Paul Verlaine

Guerrière, militaire et virile en tout point

Guerrière, militaire et virile en tout point,
La sainte Chasteté que Dieu voit la première,
De toutes les vertus marchant dans sa lumière
Après la Charité distante presque point,
 
Va d’un pas assuré mieux qu’aucune amazone
A travers l’aventure et l’erreur du Devoir,
Ses yeux grands ouverts pleins du dessein de bien voir,
Son corps robuste et beau digne d’emplir un trône,
 
Son corps robuste et nu balancé noblement.

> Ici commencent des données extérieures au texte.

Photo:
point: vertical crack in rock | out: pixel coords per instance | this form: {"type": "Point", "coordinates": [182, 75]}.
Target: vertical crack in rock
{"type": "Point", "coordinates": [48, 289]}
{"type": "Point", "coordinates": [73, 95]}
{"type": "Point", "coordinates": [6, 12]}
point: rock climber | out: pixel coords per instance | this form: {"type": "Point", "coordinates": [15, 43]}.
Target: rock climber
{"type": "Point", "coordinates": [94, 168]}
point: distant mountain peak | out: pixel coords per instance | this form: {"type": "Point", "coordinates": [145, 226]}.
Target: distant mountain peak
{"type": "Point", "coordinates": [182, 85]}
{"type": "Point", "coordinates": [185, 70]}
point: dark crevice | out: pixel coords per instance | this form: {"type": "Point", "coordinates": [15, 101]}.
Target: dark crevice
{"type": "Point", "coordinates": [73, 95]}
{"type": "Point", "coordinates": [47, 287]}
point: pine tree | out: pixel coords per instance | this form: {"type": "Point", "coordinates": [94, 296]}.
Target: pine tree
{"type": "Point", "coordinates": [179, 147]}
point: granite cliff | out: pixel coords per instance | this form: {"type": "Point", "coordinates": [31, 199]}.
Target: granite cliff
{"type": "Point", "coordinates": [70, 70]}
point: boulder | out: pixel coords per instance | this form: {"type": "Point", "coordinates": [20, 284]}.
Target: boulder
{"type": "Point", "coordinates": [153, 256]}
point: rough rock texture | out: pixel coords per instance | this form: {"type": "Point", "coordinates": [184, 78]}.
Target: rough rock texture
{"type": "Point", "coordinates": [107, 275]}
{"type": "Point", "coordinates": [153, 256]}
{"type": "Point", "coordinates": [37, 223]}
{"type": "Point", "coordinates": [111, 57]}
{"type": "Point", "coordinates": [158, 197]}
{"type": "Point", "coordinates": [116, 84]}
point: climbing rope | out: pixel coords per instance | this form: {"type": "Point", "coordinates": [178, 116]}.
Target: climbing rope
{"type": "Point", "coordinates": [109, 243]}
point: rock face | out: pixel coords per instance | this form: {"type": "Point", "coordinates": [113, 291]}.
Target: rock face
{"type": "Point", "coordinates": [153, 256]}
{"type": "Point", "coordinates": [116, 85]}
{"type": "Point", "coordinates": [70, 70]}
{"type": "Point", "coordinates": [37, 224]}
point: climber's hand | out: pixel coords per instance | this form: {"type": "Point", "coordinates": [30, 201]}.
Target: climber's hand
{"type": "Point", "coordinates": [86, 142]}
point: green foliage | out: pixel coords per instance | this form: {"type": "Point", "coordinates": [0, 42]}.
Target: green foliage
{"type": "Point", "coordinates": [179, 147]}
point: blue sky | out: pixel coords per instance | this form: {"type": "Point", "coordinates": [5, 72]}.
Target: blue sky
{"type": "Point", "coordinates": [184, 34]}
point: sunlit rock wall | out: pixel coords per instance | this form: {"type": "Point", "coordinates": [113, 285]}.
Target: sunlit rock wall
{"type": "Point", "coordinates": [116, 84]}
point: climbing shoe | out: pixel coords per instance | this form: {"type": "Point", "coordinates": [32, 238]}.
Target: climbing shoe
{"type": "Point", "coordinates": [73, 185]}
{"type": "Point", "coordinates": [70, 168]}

Entre une tête haute et des jambes sereines,
Du port majestueux qui sied aux seules reines,
Et sa candeur la vêt du plus beau vêtement.
 
Elle sait ce qu’il faut qu’elle sache des choses.
Entre autres que Jésus a fait l’homme de chair
Et mis dans notre sang un charme doux-amer
D’où doivent découler nos naissances moroses.
 
Et que l’amour charnel est bénit en des cas.
Elle préside alors et sourit à ces fêtes,
Dévêt la jeune épouse avec ses mains honnêtes
Et la mène à l’époux par des tours délicats.
 
Elle entre dans leur lit, lève le linge ultime,
Guide pour le baiser et l’acte et le repos
Leurs corps voluptueux aux fins de bons propos
Et désormais va vivre entre eux leur ange intime.
 
Puis au-dessus du couple ou plutôt à côté,
—Bien agir fait s’unir les vœux et les nivelle,—
Vers le Vierge et la Vierge isolés dans leur belle
Thébaïde à chacun la sainte Chasteté.
 
Sans quitter les Amants, par un charmant miracle,
Vole et vient rafraîchir l’Intacte et l’Impollu
De gais parfums de fleurs comme s’il avait plu
D’un bon orage sur l’un et sur l’autre habitacle,
 
Et vêt de chaleur douce au point et de jour clair
La cellule du Moine et celle de la Nonne,
Car s’il nous faut souffrir pour que Dieu nous pardonne.
Du moins Dieu veut punir, non torturer la chair.
 
Elle dit à ces chers enfants de l’Innocence :
Dormez, veillez, priez. Priez surtout, afin
Que vous n’ayez pas fait tous ces travaux en vain.
Humilité, douceur et céleste ignorance !
 
Enfin elle va chez la Veuve et chez le Veuf,
Chez le vieux Débauché, chez l’Amoureuse vieille,
Et leur tient des discours qui sont une merveille
Et leur refait, à force d’art, un corps tout neuf.
 
Et quand alors elle a fini son tour du monde,
Tour du monde ubiquiste, invisible et présent,
Elle court à son point de départ en faisant
Tel grand détour, espoir d’espérance profonde ;
 
Et ce point de départ est un lieu bien connu,
Eden même : là sous le chêne et vers la rose.
Puisqu’il paraît qu’il n’a pas faire autre chose,
Rit et gazouille un beau petit enfant tout nu.